Hier ein – keinen Anspruch auf Vollständigkeit erhebender – Mängelkatalog:

-Obwohl die Bundesverfassung ausdrücklich den 28. Februar 2013 als Fristende für die Ersternennungen der Verwaltungsrichterinnen und Richter festlegt (Art 151 Abs. 51 Z.4 B-VG) sind im Burgenland, Niederösterreich, Wien und Vorarlberg noch keine Ersternennungen erfolgt.

-Alle Bundesländer verweigern den Richterinnen und Richtern der neuen Verwaltungsgerichte ein richterliches Dienstrecht; hier ist die einzige positive Ausnahme das Land Wien. Das Land Vorarlberg verweigert den Richterinnen und Richtern sogar ein pragmatisiertes Dienstverhältnis. Dort gebe es in Wahrheit „eine Befristung des der Bestellung zugrundeliegenden Dienstverhältnisses“ und somit „Richter 2. Klasse“, so die Personalvertretung des Landes in ihrer Stellungnahme.

-Fast in allen Organisationsrechten der Verwaltungsgerichte werden der Landesregierung als kontrollierter Behörde Justizverwaltungsaufgaben zugebilligt. Dass derartige Regelungen für den äußeren Anschein der Unabhängigkeit der neuen Gerichte schädlich sein können und europäischen Standards widersprechen, ließ die betroffenen Länder bisher unbeeindruckt.

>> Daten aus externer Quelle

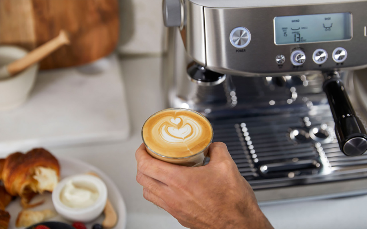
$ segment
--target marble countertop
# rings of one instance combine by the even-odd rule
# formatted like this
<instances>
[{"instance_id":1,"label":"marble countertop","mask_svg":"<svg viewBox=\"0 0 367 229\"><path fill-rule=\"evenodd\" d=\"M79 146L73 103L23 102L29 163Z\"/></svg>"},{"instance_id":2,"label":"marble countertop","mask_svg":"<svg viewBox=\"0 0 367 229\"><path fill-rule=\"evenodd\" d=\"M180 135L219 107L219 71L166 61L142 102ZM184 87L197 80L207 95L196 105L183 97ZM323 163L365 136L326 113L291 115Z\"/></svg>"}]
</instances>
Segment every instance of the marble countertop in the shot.
<instances>
[{"instance_id":1,"label":"marble countertop","mask_svg":"<svg viewBox=\"0 0 367 229\"><path fill-rule=\"evenodd\" d=\"M131 126L127 140L49 148L57 156L73 157L97 167L112 179L126 204L128 229L184 228L164 210L144 199L142 188L135 179L135 152L142 142L141 126L150 115L164 108L159 94L161 61L158 57L121 61ZM274 227L279 229L367 228L366 195L277 203L261 207Z\"/></svg>"}]
</instances>

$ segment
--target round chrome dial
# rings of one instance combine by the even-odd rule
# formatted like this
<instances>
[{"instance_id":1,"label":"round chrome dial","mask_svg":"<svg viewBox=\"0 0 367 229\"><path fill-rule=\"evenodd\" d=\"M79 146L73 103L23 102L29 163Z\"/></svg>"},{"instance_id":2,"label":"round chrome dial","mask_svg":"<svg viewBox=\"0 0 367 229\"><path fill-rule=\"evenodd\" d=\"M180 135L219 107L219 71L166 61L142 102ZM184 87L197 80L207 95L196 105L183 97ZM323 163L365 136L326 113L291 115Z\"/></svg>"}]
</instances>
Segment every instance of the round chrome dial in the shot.
<instances>
[{"instance_id":1,"label":"round chrome dial","mask_svg":"<svg viewBox=\"0 0 367 229\"><path fill-rule=\"evenodd\" d=\"M275 62L278 64L283 64L286 61L286 57L284 55L278 55L275 57Z\"/></svg>"},{"instance_id":2,"label":"round chrome dial","mask_svg":"<svg viewBox=\"0 0 367 229\"><path fill-rule=\"evenodd\" d=\"M358 156L367 150L367 140L360 137L348 140L343 147L343 151L349 156Z\"/></svg>"},{"instance_id":3,"label":"round chrome dial","mask_svg":"<svg viewBox=\"0 0 367 229\"><path fill-rule=\"evenodd\" d=\"M317 49L312 54L312 60L317 64L322 64L327 60L327 53L322 49Z\"/></svg>"},{"instance_id":4,"label":"round chrome dial","mask_svg":"<svg viewBox=\"0 0 367 229\"><path fill-rule=\"evenodd\" d=\"M338 47L333 51L333 59L337 63L344 62L348 56L348 53L344 48Z\"/></svg>"},{"instance_id":5,"label":"round chrome dial","mask_svg":"<svg viewBox=\"0 0 367 229\"><path fill-rule=\"evenodd\" d=\"M301 50L294 51L291 54L291 62L294 66L302 65L306 61L306 55Z\"/></svg>"},{"instance_id":6,"label":"round chrome dial","mask_svg":"<svg viewBox=\"0 0 367 229\"><path fill-rule=\"evenodd\" d=\"M245 27L237 27L232 30L229 35L229 41L236 48L247 46L251 40L251 34Z\"/></svg>"}]
</instances>

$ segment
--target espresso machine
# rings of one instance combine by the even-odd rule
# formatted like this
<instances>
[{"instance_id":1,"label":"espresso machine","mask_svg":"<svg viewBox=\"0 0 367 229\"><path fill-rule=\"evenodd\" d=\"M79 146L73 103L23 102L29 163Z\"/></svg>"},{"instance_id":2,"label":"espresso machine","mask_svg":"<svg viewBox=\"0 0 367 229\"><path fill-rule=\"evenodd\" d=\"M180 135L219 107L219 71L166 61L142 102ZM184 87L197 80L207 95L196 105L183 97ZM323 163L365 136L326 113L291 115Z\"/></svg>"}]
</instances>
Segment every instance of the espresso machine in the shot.
<instances>
[{"instance_id":1,"label":"espresso machine","mask_svg":"<svg viewBox=\"0 0 367 229\"><path fill-rule=\"evenodd\" d=\"M208 118L260 201L365 194L367 1L295 3L164 0L167 106Z\"/></svg>"}]
</instances>

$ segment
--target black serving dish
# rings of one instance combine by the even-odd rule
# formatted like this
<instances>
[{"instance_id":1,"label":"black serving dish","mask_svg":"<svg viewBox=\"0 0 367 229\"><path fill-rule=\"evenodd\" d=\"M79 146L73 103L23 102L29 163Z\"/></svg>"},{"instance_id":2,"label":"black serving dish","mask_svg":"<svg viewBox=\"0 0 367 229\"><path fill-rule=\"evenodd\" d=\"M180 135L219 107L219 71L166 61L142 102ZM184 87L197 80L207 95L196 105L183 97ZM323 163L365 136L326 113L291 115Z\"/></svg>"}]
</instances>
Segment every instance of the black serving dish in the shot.
<instances>
[{"instance_id":1,"label":"black serving dish","mask_svg":"<svg viewBox=\"0 0 367 229\"><path fill-rule=\"evenodd\" d=\"M69 224L55 222L42 222L32 225L27 228L26 229L34 229L39 225L44 225L50 228L50 229L75 229L75 228Z\"/></svg>"}]
</instances>

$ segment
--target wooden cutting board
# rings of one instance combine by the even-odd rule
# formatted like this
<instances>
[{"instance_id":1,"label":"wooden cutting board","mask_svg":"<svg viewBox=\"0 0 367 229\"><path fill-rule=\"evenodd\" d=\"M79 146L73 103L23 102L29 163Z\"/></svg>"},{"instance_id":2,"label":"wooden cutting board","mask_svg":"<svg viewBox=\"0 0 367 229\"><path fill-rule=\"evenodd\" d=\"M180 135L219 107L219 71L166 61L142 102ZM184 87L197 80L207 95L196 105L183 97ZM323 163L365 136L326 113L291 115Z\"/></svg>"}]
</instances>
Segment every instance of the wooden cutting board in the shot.
<instances>
[{"instance_id":1,"label":"wooden cutting board","mask_svg":"<svg viewBox=\"0 0 367 229\"><path fill-rule=\"evenodd\" d=\"M71 44L42 61L41 69L80 65L112 51L119 29L117 0L0 0L0 44L31 50L61 29Z\"/></svg>"}]
</instances>

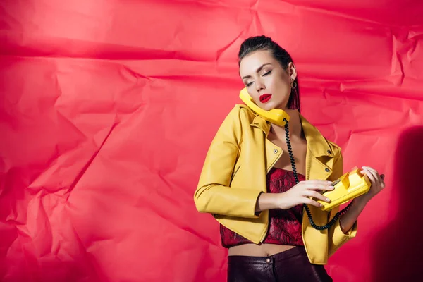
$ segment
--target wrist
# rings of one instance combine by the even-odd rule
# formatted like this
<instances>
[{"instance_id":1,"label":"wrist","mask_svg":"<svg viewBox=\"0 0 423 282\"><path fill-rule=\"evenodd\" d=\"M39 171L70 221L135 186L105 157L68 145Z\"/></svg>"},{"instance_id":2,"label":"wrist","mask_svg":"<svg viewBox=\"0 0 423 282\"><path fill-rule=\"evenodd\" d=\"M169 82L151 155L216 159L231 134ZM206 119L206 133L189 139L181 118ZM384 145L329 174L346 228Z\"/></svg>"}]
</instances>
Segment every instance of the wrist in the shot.
<instances>
[{"instance_id":1,"label":"wrist","mask_svg":"<svg viewBox=\"0 0 423 282\"><path fill-rule=\"evenodd\" d=\"M362 195L354 199L354 202L360 207L364 207L372 199L367 194Z\"/></svg>"},{"instance_id":2,"label":"wrist","mask_svg":"<svg viewBox=\"0 0 423 282\"><path fill-rule=\"evenodd\" d=\"M275 194L275 202L274 203L275 205L275 209L286 209L285 207L285 193L277 193Z\"/></svg>"}]
</instances>

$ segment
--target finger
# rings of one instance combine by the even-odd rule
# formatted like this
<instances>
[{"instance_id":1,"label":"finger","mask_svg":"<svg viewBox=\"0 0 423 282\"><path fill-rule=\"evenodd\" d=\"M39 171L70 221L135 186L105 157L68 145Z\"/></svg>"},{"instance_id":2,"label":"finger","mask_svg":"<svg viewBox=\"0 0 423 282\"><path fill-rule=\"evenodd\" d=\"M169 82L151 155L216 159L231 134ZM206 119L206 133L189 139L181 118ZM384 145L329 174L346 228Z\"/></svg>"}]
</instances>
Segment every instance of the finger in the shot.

-Das Land Wien versucht zur Verteilung der anfallenden Verfahren einen Geschäftsverteilungsausschuss einzurichten, in dem Präsident und Vizepräsident alleine entscheidungsbefugt sind; die gewählten Mitglieder verlieren ihr Mandat, wenn sie gegen das Präsidium abstimmen.

-Das Land Wien unternimmt auch den Versuch, die Standards für die Verwendung von Rechtspflegern neu zu definieren. Während in der ordentlichen Justiz für Rechtspfleger eine dreijährige Ausbildung vorgesehen ist, genügt in Wien ein 22-Tage Kurs.

-In einigen Bundesländern (z.B. Tirol, Steiermark) werden verschiedene Gehaltsschemata für „alte“ und „neue“ Richter vorgesehen. Die damit verbundene Verletzung des Gleichheitsgrundsatzes und des Diskriminierungsverbots sind evident, hinderten aber nicht die Beschlussfassung dieser Gesetze durch die Landtage. Gleiches gilt für die unterschiedlichen Arbeitszeitregelungen.

-Die Unterbringung des Verwaltungsgerichtes Salzburg wird abseits des Stadtzentrums in einem Industriegebiet erfolgen und spiegelt damit gut sichtbar den Stellenwert wieder, dem dieses Bundesland „seinem“ Verwaltungsgericht zugesteht.

Betrachtet man diese Mängelliste, versteht man die Bedenken, die dagegen erhoben wurde, den Bundesländern die Kompetenz zur Einrichtung von Gerichten zu übertragen.

Und noch etwas zeigt sich: Nicht jeder Wettbewerb führt zu besseren Ergebnissen oder höheren Standards – schon gar nicht der föderale!